I've been building extreme-performance enthusiast systems for more than 20
years which has included using about every sort of exotic TIM you can imagine,
including all the various types of liquid metals. Noctua NT-H1 is my continued
go-to and the numerous benchmarks of TIMs continues to provide strong evidence
that for the money you can't beat it.

------
squarefoot
Call me old-style, but I still use the traditional white silicone based
thermal paste. It might not be the best product where top efficiency is
desired, but it won't deteriorate over time: I've removed TO3 transistors from
30+ years old equipment and their white thermal paste was still soft to the
touch.

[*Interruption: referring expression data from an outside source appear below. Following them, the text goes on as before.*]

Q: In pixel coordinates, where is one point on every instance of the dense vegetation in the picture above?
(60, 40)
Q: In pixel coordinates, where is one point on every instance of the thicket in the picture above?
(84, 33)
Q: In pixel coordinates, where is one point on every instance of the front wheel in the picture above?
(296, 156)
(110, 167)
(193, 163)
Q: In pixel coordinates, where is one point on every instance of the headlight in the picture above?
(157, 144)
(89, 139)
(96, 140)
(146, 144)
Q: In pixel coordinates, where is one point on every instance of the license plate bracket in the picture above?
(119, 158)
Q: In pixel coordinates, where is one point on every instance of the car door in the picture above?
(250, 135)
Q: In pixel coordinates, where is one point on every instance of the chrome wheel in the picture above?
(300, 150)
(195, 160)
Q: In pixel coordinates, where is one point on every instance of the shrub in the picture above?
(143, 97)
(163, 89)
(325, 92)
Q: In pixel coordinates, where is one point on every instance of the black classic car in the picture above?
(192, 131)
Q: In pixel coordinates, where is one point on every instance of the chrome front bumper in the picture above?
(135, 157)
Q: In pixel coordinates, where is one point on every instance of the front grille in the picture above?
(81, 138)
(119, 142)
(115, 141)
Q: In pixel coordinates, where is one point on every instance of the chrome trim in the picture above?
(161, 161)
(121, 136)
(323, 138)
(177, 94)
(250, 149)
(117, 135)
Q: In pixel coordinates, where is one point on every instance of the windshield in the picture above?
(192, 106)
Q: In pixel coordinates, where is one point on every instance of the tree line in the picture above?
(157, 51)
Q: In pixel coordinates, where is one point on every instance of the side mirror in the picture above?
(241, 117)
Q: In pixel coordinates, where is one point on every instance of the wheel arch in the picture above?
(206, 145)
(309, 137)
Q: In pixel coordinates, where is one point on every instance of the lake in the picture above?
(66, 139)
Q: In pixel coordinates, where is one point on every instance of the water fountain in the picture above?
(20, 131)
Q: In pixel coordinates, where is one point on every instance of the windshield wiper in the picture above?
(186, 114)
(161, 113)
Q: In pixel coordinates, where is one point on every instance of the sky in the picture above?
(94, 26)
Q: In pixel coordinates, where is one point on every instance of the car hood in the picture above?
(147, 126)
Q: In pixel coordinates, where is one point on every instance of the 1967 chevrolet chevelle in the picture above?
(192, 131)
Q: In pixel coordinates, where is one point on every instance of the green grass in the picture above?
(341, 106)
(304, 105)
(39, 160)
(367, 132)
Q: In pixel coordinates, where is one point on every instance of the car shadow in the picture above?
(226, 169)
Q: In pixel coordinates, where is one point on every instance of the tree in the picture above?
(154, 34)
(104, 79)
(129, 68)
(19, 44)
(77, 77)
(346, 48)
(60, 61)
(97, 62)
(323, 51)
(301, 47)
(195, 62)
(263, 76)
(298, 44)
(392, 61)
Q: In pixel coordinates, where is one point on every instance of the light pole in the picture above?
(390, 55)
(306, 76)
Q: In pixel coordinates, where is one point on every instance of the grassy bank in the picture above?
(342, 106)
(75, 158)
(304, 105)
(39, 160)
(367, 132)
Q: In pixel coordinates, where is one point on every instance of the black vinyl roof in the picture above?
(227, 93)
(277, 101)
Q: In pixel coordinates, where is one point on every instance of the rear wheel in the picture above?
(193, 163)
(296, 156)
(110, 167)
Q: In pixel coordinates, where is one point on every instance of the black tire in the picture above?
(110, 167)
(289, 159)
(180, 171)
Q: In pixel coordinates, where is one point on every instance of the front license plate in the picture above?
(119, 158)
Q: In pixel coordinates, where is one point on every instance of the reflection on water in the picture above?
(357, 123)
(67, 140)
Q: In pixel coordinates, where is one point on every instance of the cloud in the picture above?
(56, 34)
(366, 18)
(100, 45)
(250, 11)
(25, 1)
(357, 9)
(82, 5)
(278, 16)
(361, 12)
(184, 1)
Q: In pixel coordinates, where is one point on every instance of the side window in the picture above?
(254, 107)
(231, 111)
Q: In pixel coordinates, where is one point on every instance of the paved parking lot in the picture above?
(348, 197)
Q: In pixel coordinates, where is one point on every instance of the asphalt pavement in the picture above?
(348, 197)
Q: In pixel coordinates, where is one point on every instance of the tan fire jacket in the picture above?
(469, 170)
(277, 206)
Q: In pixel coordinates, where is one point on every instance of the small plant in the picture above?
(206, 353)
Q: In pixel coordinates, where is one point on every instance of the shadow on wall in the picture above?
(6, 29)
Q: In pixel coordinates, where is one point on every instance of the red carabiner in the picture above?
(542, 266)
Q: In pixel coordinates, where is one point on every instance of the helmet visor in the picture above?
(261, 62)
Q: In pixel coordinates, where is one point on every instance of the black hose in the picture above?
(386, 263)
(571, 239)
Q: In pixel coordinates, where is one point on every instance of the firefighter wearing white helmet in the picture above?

Some of the silver/gold ones I tried in the past with CPUS (before
going back to the old one) would become solid and deteriorate in a couple
years max.

------
cadr
I wish they would have included Desitin (baby rash cream). I've seen it
recommended to use in a pinch and wonder how it stacks up. (I've used it on
little homebrew radios, and it seems to work, but I've never gotten around to
comparing how it works against 'real' compounds.)

------
SippinLean
Turns out mayonnaise performs just about as well as Arctic MX-4:
[http://www.hardwaresecrets.com/wp-
content/uploads/tcr9-g1.gi...](http://www.hardwaresecrets.com/wp-
content/uploads/tcr9-g1.gif)

------
omgtehlion
small tip: if you have a rough time applying liquid metal, try using cotton
swabs. You do not even need to roughen the surface.